Look at the setup, and see which one is closer to your style. AFAIK, Pitt fellows are almost like residents. And 2 weeks of vacation, seriously? Bye.
 
Upenn, because I know a few of their attendings very well. Dr Fender, Dr Mahlhotra, Dr Bonavia, Dr Kunal, all very dynamic young vibrant physicians. Excellent group there.
 
Thanks for your help everyone. Those of you who did CCM fellowships, did you find the MICU rotations to be especially useful? Did you learn a lot about ARDS and stuff from the medicine guys?
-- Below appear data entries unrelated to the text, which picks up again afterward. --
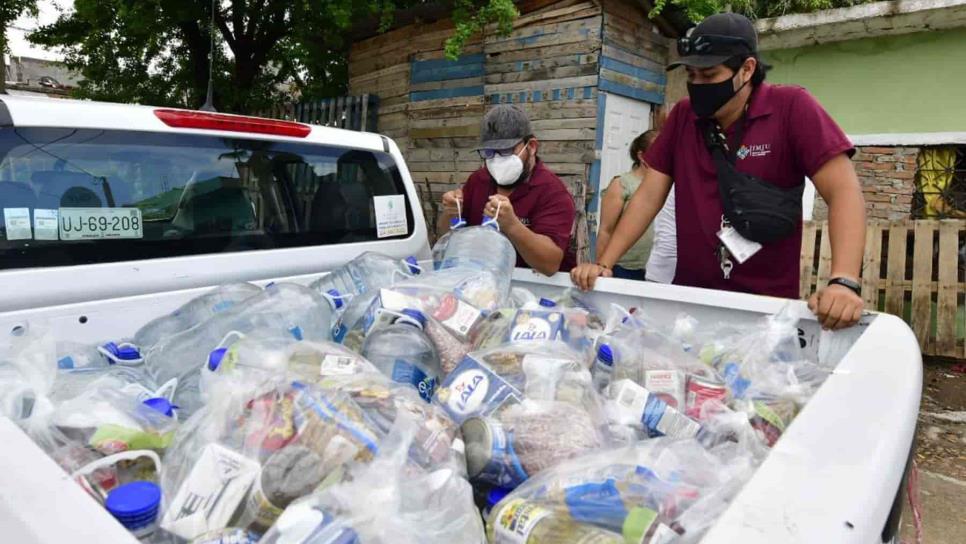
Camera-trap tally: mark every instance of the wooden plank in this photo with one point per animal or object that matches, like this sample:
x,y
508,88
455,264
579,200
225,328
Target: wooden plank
x,y
921,316
553,124
946,299
808,258
563,83
824,259
567,134
466,131
474,81
439,54
542,74
449,122
498,65
467,101
896,268
581,31
871,259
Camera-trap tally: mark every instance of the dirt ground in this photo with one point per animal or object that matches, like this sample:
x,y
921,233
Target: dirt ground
x,y
941,456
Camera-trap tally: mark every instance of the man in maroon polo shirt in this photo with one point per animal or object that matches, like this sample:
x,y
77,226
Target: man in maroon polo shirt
x,y
531,205
780,135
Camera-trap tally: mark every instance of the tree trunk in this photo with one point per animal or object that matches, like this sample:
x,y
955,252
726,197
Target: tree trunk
x,y
3,62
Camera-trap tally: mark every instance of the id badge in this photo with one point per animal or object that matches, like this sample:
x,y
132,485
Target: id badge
x,y
740,247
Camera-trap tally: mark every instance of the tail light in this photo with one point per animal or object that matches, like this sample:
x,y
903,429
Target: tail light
x,y
231,123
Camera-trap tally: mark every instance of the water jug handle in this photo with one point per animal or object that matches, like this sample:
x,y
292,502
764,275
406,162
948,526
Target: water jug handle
x,y
80,475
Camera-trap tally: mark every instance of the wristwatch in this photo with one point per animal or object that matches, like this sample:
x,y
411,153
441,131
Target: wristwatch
x,y
855,287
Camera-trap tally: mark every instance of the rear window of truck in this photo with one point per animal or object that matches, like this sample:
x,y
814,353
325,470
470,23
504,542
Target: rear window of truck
x,y
79,196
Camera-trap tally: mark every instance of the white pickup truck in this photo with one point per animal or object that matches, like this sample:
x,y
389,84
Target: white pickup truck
x,y
115,214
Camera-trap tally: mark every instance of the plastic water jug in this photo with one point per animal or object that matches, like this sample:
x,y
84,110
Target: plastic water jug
x,y
367,272
194,312
403,352
281,310
481,249
439,248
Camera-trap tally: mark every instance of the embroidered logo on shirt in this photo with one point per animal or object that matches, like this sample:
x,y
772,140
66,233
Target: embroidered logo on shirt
x,y
757,150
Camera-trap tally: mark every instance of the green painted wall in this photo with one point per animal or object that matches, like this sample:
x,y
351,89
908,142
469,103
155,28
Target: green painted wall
x,y
909,83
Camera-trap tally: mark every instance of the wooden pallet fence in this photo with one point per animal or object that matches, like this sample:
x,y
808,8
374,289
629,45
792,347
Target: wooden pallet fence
x,y
910,268
349,112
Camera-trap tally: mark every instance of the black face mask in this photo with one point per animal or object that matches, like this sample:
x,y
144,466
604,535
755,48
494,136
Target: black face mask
x,y
707,98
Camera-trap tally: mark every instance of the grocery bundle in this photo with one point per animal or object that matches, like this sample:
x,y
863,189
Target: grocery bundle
x,y
392,402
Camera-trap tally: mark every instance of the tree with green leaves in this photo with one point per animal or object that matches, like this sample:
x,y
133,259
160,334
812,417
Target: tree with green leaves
x,y
755,9
10,11
157,51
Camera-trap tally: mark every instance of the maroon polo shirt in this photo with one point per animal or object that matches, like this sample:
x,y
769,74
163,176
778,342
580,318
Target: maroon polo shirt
x,y
787,136
542,203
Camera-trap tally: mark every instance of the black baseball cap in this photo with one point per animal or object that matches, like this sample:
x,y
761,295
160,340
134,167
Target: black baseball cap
x,y
717,39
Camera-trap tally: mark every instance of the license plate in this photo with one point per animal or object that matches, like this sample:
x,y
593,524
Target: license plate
x,y
100,223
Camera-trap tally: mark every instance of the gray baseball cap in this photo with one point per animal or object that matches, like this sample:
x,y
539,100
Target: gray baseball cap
x,y
504,126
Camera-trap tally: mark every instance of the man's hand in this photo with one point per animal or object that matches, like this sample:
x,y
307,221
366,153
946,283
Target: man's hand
x,y
452,200
585,275
506,218
836,307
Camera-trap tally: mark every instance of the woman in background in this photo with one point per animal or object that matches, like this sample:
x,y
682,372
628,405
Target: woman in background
x,y
656,251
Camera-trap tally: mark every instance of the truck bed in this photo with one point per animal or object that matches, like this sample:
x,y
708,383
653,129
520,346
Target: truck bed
x,y
832,477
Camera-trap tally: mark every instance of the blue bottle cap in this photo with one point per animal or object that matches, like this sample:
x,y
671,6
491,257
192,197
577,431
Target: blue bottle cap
x,y
336,298
414,268
123,352
495,496
215,357
416,315
134,504
606,354
161,404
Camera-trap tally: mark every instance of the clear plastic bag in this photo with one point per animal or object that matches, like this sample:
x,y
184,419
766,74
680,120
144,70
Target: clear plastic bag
x,y
111,421
27,376
386,501
522,408
662,490
574,327
248,453
452,320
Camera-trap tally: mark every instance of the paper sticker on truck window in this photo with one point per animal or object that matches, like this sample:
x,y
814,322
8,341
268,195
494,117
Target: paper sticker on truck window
x,y
45,224
100,223
17,223
390,215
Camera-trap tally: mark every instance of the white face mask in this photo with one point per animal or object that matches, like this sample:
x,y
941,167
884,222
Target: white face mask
x,y
505,170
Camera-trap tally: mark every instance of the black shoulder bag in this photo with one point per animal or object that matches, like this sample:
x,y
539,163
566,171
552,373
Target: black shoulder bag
x,y
758,210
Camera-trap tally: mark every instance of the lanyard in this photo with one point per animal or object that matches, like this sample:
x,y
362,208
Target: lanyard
x,y
724,256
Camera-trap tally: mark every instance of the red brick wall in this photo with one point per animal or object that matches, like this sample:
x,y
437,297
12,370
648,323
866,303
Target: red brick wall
x,y
887,175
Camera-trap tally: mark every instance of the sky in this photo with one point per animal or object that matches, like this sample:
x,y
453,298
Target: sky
x,y
16,35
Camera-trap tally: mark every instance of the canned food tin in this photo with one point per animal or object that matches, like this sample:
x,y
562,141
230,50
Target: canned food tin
x,y
490,456
700,392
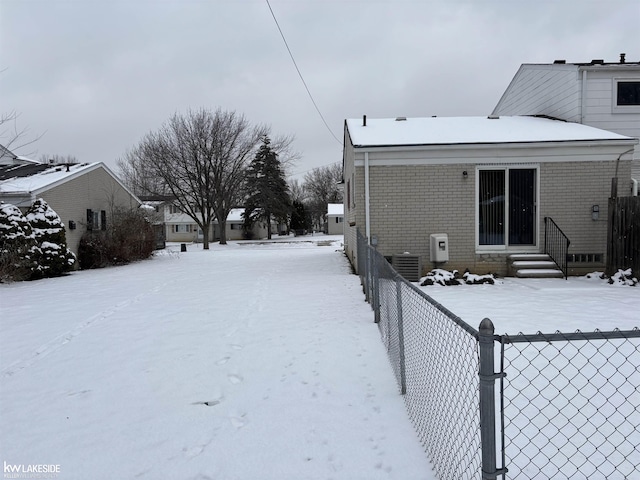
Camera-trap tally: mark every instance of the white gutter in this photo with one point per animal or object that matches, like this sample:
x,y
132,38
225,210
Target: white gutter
x,y
366,198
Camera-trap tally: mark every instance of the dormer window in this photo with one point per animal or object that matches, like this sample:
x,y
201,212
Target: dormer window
x,y
628,93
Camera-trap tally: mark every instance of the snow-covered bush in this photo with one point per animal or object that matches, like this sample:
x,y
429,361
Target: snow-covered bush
x,y
438,276
621,277
55,258
129,237
18,248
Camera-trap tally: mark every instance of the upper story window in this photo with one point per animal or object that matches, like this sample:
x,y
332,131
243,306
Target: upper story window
x,y
628,93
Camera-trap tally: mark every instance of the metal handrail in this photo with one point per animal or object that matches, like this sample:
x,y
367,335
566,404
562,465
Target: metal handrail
x,y
556,245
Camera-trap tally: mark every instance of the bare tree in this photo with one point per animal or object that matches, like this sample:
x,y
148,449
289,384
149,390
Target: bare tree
x,y
296,190
199,158
55,158
322,186
11,136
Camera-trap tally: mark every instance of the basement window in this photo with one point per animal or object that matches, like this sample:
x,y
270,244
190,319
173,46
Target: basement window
x,y
585,258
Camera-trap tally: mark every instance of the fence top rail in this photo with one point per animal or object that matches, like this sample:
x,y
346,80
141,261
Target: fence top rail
x,y
563,337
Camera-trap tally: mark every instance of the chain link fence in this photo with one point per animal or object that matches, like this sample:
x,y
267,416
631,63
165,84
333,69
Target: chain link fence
x,y
572,405
434,356
568,405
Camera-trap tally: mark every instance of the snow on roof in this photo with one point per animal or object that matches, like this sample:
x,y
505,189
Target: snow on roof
x,y
235,215
470,130
45,178
335,209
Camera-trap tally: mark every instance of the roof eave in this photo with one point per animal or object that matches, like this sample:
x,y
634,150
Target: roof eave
x,y
468,145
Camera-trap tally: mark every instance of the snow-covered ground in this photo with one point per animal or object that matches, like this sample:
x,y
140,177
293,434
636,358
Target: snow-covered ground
x,y
249,361
546,305
254,360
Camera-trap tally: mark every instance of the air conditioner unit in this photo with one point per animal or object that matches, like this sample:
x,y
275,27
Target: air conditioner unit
x,y
439,243
408,266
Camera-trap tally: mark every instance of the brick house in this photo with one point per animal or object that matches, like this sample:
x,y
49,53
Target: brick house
x,y
486,182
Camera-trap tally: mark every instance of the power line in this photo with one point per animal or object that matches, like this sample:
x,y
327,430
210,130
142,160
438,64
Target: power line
x,y
300,74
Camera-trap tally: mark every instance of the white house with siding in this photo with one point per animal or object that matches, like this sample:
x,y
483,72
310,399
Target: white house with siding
x,y
335,219
83,195
601,94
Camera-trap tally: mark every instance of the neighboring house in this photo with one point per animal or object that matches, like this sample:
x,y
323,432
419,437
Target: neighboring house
x,y
180,227
335,219
485,182
83,195
600,94
235,231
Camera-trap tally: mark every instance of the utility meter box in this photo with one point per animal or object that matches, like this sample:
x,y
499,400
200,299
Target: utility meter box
x,y
439,247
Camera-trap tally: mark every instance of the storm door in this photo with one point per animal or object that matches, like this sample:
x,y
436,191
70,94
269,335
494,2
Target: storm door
x,y
507,199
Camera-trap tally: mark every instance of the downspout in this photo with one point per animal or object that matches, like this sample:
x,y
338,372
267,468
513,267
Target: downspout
x,y
367,220
583,96
614,180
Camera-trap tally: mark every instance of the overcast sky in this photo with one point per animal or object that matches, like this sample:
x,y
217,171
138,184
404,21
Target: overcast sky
x,y
93,76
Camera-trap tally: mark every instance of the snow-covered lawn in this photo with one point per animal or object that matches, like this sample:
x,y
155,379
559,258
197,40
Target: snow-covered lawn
x,y
546,305
250,361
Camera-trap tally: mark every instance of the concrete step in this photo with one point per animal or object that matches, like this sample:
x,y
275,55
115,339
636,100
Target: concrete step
x,y
522,264
533,265
528,256
540,273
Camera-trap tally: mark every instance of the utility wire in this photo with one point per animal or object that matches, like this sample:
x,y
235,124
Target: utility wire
x,y
300,74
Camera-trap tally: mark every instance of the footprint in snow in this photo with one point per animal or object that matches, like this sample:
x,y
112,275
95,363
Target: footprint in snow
x,y
238,421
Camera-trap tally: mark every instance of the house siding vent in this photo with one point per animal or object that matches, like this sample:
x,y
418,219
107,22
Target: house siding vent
x,y
408,266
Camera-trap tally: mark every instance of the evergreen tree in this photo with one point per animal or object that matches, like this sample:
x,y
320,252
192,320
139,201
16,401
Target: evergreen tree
x,y
49,233
19,252
267,189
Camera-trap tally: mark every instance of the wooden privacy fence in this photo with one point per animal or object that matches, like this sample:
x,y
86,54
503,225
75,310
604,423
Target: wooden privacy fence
x,y
623,247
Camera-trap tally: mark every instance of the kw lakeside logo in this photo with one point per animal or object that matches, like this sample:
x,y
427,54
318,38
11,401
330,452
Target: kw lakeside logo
x,y
30,471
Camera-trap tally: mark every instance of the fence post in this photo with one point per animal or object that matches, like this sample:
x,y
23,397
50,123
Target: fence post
x,y
487,400
403,377
375,286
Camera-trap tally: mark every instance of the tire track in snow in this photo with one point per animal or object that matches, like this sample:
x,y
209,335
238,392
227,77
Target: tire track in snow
x,y
61,340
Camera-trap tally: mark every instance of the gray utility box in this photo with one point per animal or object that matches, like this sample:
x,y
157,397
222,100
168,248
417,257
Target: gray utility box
x,y
439,247
408,266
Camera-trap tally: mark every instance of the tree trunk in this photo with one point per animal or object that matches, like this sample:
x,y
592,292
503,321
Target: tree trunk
x,y
205,236
268,226
223,231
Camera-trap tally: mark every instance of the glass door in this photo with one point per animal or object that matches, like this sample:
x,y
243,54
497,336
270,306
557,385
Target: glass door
x,y
507,207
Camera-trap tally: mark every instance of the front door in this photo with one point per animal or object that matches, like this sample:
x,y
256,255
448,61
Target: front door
x,y
507,202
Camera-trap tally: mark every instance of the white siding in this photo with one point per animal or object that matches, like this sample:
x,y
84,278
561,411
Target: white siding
x,y
552,90
599,103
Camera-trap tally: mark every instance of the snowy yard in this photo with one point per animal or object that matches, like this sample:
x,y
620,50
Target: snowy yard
x,y
249,361
530,305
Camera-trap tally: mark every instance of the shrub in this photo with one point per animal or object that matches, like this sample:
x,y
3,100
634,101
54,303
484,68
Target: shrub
x,y
18,248
55,258
130,237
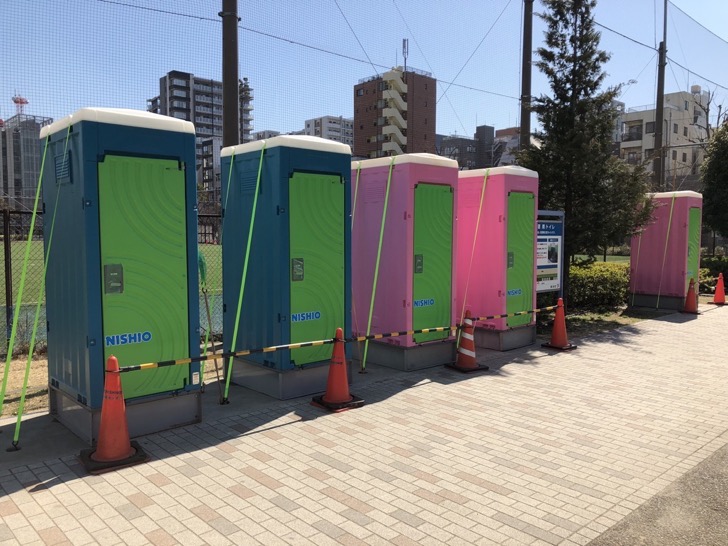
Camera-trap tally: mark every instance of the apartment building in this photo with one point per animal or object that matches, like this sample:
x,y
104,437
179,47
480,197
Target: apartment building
x,y
395,113
684,133
20,159
185,96
336,128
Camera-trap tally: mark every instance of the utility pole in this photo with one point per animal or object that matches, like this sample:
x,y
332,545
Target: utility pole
x,y
659,163
230,101
525,135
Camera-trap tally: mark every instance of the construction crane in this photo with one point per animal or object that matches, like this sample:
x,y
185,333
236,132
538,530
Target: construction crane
x,y
20,103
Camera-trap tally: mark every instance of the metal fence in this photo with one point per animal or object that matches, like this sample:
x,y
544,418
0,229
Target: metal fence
x,y
16,227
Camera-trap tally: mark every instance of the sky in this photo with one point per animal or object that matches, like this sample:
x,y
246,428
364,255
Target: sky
x,y
303,57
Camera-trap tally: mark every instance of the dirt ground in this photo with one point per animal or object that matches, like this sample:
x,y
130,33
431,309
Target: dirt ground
x,y
36,395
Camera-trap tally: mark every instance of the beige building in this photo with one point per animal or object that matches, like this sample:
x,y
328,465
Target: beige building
x,y
684,134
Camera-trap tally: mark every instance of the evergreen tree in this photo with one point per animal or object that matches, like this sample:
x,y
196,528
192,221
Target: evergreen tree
x,y
600,195
714,176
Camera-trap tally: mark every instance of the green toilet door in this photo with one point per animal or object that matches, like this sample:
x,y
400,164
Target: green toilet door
x,y
693,265
432,283
520,267
144,304
316,204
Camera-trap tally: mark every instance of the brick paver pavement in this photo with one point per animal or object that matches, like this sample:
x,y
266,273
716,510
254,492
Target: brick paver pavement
x,y
553,448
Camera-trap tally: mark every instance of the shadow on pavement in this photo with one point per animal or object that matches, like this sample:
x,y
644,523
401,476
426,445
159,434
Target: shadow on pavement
x,y
46,444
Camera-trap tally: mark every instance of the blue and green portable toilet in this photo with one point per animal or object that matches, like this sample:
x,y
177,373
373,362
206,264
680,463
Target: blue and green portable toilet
x,y
290,197
120,214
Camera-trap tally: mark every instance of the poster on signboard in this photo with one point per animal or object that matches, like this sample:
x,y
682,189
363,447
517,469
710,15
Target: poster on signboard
x,y
549,255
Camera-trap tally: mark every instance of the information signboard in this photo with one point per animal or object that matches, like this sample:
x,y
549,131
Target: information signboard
x,y
549,255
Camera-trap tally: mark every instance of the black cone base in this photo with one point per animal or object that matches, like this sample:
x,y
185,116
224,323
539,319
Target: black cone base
x,y
355,402
98,467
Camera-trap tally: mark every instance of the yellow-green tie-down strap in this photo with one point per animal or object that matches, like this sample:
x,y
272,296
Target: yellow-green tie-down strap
x,y
39,299
245,272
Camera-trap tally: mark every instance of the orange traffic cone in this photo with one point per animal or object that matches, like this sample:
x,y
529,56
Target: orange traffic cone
x,y
559,339
466,361
337,397
691,300
113,449
719,297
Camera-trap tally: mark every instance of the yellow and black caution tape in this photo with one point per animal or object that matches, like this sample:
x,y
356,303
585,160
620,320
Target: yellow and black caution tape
x,y
516,314
274,348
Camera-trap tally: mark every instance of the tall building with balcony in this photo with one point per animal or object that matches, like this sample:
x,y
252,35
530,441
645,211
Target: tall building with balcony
x,y
185,96
684,133
394,113
336,128
20,160
471,153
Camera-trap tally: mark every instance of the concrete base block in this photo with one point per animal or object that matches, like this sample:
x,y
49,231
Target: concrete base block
x,y
666,303
427,355
505,340
143,416
311,379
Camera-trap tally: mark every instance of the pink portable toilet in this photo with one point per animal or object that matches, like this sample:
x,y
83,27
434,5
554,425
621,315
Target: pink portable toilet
x,y
414,287
666,254
496,271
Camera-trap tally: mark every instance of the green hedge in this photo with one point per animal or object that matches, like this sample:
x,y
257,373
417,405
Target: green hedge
x,y
604,286
715,265
599,286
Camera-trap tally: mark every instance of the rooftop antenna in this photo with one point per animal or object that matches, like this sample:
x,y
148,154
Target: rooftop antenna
x,y
20,103
405,51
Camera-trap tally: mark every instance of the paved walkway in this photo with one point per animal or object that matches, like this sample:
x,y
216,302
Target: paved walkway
x,y
548,448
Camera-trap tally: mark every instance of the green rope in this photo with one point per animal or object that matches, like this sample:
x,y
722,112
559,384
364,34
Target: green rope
x,y
353,210
202,268
31,348
356,191
472,252
636,265
376,266
664,256
19,301
245,272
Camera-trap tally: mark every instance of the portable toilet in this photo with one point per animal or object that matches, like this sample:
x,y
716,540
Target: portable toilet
x,y
404,223
297,282
665,255
119,194
496,271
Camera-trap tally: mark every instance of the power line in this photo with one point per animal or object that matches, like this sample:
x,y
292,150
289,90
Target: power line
x,y
634,80
625,36
699,24
404,20
476,49
653,49
292,42
355,36
698,75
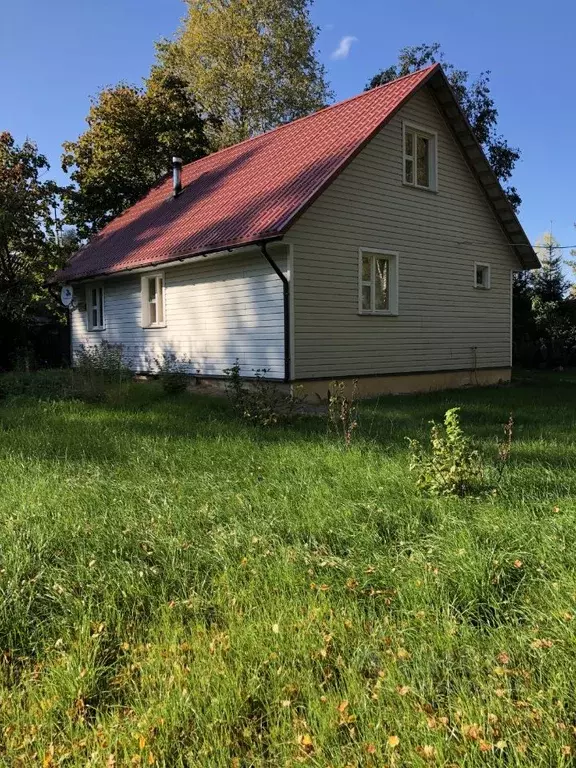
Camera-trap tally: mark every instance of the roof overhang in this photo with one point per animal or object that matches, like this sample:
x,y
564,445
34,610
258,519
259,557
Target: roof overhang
x,y
170,261
482,170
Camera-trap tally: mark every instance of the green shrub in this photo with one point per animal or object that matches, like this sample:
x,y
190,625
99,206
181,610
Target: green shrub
x,y
260,400
104,360
172,373
343,410
453,467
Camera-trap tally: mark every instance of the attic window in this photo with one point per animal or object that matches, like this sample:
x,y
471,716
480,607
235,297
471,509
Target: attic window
x,y
153,301
95,307
378,284
419,157
481,276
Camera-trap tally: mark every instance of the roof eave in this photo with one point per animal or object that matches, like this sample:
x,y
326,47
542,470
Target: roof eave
x,y
171,260
479,165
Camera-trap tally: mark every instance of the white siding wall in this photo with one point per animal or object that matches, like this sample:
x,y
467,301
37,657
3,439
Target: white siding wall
x,y
441,315
217,310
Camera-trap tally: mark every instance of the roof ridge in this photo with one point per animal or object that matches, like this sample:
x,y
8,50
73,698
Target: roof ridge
x,y
314,114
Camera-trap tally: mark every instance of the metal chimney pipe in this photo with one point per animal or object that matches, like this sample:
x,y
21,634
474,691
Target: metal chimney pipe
x,y
176,176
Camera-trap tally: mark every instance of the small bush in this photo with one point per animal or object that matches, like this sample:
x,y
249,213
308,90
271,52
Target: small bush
x,y
343,410
453,467
260,401
172,373
104,360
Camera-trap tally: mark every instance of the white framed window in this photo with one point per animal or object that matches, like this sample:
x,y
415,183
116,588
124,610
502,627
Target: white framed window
x,y
153,301
481,275
420,157
378,282
95,307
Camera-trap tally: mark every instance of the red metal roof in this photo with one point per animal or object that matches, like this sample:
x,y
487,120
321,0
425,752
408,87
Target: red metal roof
x,y
246,193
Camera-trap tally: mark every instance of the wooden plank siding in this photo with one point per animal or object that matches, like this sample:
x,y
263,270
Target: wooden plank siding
x,y
441,315
217,310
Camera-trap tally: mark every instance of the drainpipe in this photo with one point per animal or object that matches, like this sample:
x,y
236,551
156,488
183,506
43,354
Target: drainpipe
x,y
286,296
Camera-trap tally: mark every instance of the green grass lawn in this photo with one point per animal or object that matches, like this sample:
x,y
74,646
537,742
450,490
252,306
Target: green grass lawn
x,y
179,588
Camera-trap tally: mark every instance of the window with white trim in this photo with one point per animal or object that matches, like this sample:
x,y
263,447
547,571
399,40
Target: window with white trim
x,y
419,148
481,275
378,289
153,315
95,307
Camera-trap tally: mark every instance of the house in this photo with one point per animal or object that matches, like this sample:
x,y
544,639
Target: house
x,y
370,240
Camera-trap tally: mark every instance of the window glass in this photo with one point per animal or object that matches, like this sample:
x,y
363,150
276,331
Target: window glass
x,y
409,143
96,308
381,286
482,276
409,171
366,268
160,299
423,161
419,158
366,298
378,283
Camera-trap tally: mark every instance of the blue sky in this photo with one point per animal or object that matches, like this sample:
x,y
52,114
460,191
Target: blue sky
x,y
54,55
Or do you think more neuro / CVICU experience seems more useful in your career?
 
I honestly learned more in the MICU than in the SICU. That's probably because the MICU patients are sicker, and one can see enough SICU pathology during residency. Once you see the bad COPD patient turn blue, get intubated emergently, and survive without brain damage, you'll get a new tolerance level for respiratory emergencies. Once you get a severe pulmonary edema with rising bloody tide in the ETT under control with PEEP of 20, once you get to save a patient with toxic shock syndrome running on four pressors, or a fulminant liver failure, or just even a combined septic and cardiogenic shock, you'll appreciate your time in the MICU. I personally can't have enough of it. Plus there is just one cook and it shows.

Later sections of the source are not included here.